Religion spielt große Rolle bei US-Präsidentenwahl

Religion spielt große Rolle bei US-Präsidentenwahl
Trump oder Clinton? Die Religion spielt für die Wahlentscheidung bei der kommenden Präsidentschaftswahl in den USA einer Umfrage zufolge wieder eine große Rolle.

Nach einer Erhebung des Meinungsforschungsinstituts "Pew Research Center" wollen vor allem weiße Protestanten, darunter viele Evangelikale, mehrheitlich für den Republikaner Donald Trump stimmen. Katholische Christen, schwarze Protestanten und nicht-religionsgebundene Wähler hingegen sprachen sich bei der am Mittwoch (Ortszeit) in Washington veröffentlichten "Pew"-Umfrage für die demokratische Anwärterin Hillary Clinton aus. Insgesamt liege Clinton zurzeit mit 51 Prozent vor Trump (42 Prozent). Gewählt wird am 8. November.

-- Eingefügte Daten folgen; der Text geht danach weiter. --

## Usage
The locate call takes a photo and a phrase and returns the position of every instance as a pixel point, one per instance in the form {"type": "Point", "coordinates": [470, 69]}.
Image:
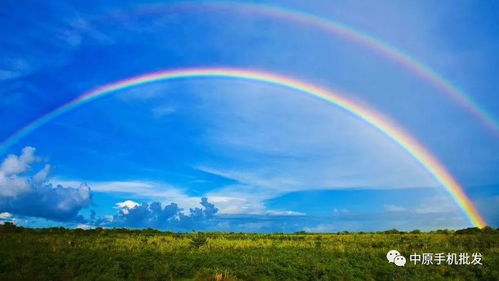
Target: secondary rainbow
{"type": "Point", "coordinates": [390, 129]}
{"type": "Point", "coordinates": [349, 33]}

Die Ergebnisse entsprechen weitgehend dem Stimmverhalten bei der Präsidentschaftswahl im Jahr 2012. Bemerkenswert sei, dass weiße Evangelikale Trump mit großer Mehrheit unterstützten, obwohl namhafte Theologen und Kirchenführer ihre Bedenken über dessen Lebensstil geäußert haben. Laut der Umfrage wollen 78 Prozent der weißen Evangelikalen Trump wählen. 50 Prozent der weißen "Mainline"-Protestanten seien für den Republikaner und 39 Prozent für die Demokratin Hillary Clinton.

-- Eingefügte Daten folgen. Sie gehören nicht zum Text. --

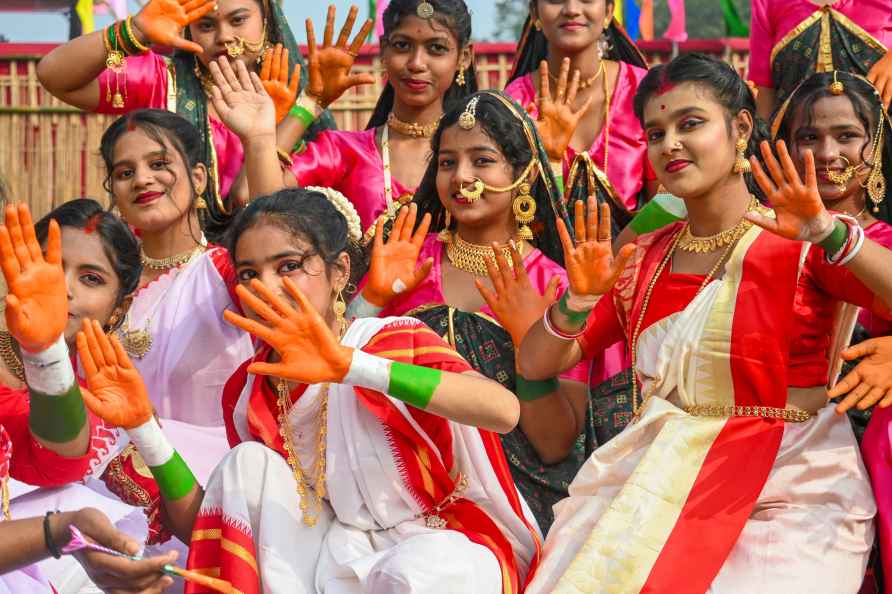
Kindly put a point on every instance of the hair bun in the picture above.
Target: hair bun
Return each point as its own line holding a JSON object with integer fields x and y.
{"x": 345, "y": 207}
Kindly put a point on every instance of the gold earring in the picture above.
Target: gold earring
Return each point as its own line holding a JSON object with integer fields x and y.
{"x": 445, "y": 235}
{"x": 742, "y": 164}
{"x": 524, "y": 207}
{"x": 339, "y": 307}
{"x": 460, "y": 78}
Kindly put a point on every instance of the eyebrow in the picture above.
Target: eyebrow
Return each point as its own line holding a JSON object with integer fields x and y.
{"x": 146, "y": 156}
{"x": 677, "y": 114}
{"x": 274, "y": 257}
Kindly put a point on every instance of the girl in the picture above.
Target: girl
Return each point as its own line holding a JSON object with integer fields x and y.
{"x": 732, "y": 383}
{"x": 610, "y": 68}
{"x": 426, "y": 51}
{"x": 91, "y": 72}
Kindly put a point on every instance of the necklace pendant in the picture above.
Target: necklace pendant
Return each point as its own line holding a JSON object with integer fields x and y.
{"x": 137, "y": 343}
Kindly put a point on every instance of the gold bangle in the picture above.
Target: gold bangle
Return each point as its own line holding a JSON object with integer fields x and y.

Hispanische Katholiken für Clinton

56 Prozent der Katholiken wollten Clinton wählen und 39 Prozent Trump, hieß es weiter. Der Vorsprung der Demokratin stamme von der überwältigenden Zustimmung hispanischer Katholiken (77 Prozent für Clinton). Weiße Katholiken sprachen sich zu 46 Prozent für Clinton und zu 50 Prozent für Trump aus. 89 Prozent der schwarzen Protestanten und 67 Prozent der Religionslosen seien für Clinton. Laut der Erhebung sind 49 Prozent der zum Wählen registrierten Bürger Protestanten, 21 Prozent seien nicht religionsgebunden und 20 Prozent Katholiken. Die übrigen gehörten nicht-christlichen Religionsgruppen an.

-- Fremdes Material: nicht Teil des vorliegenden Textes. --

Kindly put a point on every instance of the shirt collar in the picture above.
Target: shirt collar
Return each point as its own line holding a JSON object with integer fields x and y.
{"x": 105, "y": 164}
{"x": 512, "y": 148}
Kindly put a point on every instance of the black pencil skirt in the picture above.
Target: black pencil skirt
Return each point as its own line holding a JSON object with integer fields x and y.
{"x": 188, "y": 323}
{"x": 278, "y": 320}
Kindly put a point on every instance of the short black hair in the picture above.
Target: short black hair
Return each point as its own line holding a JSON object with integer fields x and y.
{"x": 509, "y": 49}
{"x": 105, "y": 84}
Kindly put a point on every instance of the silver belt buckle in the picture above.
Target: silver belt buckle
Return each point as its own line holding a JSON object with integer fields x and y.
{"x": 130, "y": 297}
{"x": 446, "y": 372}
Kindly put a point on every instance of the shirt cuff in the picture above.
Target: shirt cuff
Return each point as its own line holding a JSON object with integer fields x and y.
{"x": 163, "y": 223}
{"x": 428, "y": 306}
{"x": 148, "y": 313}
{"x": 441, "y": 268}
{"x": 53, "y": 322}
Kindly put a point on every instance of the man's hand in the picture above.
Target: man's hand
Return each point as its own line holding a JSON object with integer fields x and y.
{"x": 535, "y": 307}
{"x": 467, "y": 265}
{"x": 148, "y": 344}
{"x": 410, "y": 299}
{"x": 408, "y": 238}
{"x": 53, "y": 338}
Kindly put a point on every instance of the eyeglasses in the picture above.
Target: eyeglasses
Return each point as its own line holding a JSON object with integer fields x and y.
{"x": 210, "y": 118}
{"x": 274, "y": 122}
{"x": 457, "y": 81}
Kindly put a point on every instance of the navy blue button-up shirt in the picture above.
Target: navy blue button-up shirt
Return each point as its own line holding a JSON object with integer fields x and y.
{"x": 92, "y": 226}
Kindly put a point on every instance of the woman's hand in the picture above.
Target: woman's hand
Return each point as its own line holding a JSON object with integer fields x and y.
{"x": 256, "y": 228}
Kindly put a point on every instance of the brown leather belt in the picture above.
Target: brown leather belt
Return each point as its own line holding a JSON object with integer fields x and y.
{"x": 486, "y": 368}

62 Prozent sagten bei der Erhebung, ihnen sei es wichtig, dass ein US-Präsident eine "feste religiöse Überzeugung" habe. 2012 vertraten 67 Prozent diese Auffassung, 2008 waren es 72 Prozent. Das "Pew Research Center'' hat 2.245 US-Amerikaner telefonisch auf Englisch und Spanisch befragt.